Apple to acquire popular photo editing app Pixelmator
Pixelmator Pro features could easily be integrated into Apple Intelligence in the future
📷 Apple is buying Pixelmator, a popular photo editing software suite
📱 Pixelmator: “No material changes” coming to its Mac and iOS apps at this time
✏️ The company’s software competes with Adobe editing tools
💰 It offers professional-grade photo editing & retouching tools for a one-time fee
⚖️ The acquisition still has to be approved by regulators
Apple wants to have a hand in tweaking your photos to perfection and plans to buy Pixelmator, according to a statement by the photo-editing app maker. The company, which started in 2007, has long competed in the somewhat crowded field of photo editing tools against Adobe’s more well-known software tools. One of the most significant differences is that as Adobe has been pushing Creative Cloud users to a subscription model for a while now, Pixelmator’s tools are still available as a one-time purchase (Pixelmator Pro is $49.99 on the Mac App store).
Pixelmator makes both a photo editing app, Photomator, and a broader image editing tool that can also be used to create graphic designs called Pixelmator Pro. Apple had its own professional-grade photo editing tool called Aperture for macOS, along with the much more basic iPhoto app, for several years before ending support for both in 2014. Apple redesigned its Photos app for macOS and iOS, and avoided launching a dedicated graphic design tool.
For the past decade, Apple has been content to update the Photos app with more general photo editing features. It’s still a far cry from being a professional-level photo editing tool. That may be about to change with this acquisition.
What will Apple do with Pixelmator?
Honestly, there are a few different ways this could go. First, Apple could just slowly integrate Pixelmator’s features into the Photos app and eventually kill off Pixelmator altogether - something it did with the popular weather app Dark Sky in 2022.

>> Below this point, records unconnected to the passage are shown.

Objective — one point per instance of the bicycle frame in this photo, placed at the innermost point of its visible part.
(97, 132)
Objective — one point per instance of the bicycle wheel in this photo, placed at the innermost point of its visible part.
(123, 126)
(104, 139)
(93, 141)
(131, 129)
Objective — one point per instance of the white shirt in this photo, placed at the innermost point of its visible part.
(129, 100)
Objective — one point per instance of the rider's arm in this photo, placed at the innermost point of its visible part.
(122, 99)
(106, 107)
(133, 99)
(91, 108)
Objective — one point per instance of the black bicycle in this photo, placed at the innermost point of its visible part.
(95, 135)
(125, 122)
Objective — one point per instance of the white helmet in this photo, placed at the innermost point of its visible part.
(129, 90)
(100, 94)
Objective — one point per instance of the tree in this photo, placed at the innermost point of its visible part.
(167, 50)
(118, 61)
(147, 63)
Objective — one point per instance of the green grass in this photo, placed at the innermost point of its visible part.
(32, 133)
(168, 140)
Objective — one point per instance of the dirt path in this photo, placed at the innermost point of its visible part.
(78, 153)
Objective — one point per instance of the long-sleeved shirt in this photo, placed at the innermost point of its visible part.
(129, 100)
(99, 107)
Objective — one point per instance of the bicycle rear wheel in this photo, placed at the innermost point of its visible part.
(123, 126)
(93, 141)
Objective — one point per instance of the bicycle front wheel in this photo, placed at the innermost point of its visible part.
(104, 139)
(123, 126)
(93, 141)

Second, Apple could bring back Aperture, or some version of it, as a standalone professional photo editing app with most (or all) of Pixelmator’s features included. They already offer professional video and audio editing apps (Final Cut Pro X and Logic Pro X, respectively), so this isn’t as far-fetched as it might seem.

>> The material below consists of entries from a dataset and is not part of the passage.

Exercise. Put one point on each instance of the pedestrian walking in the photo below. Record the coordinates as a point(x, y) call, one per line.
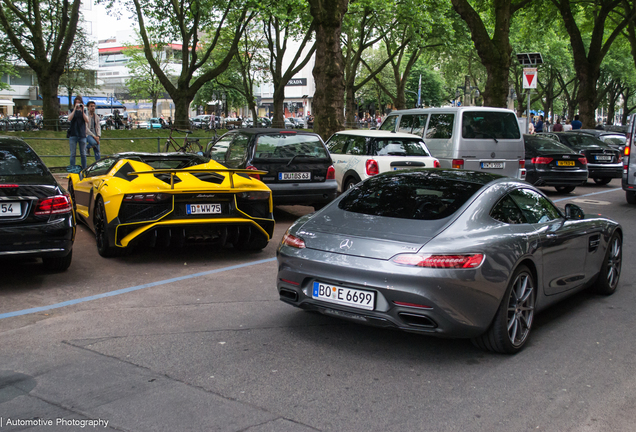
point(77, 131)
point(94, 131)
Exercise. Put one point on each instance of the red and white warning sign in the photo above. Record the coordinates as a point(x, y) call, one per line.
point(529, 77)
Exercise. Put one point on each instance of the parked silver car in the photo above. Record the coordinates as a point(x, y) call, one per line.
point(449, 253)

Third, and the most likely option, is that many of Pixelmator’s features (Photomator specifically) will start to show up in Apple Intelligence as some new “magical” or “revolutionary” AI-powered editing tools. If the iPhone 16 Pro launch showed us anything, it’s that Apple is also betting a whole lot on the future of AI in its devices.
Of course, the Pixelmator acquisition talks were likely happening before the iPhone 16 launch, but Apple’s been working on Apple Intelligence for a few years now. It’s quite possible at least some of Pixelmator’s features will end up powering AI-driven photo generation and editing tools to compete with such offerings from Google, Adobe, Meta and OpenAI (DALL·E 3, Adobe Firefly, etc.) That’s assuming Apple’s Pixelmator acquisition passes muster with government regulators.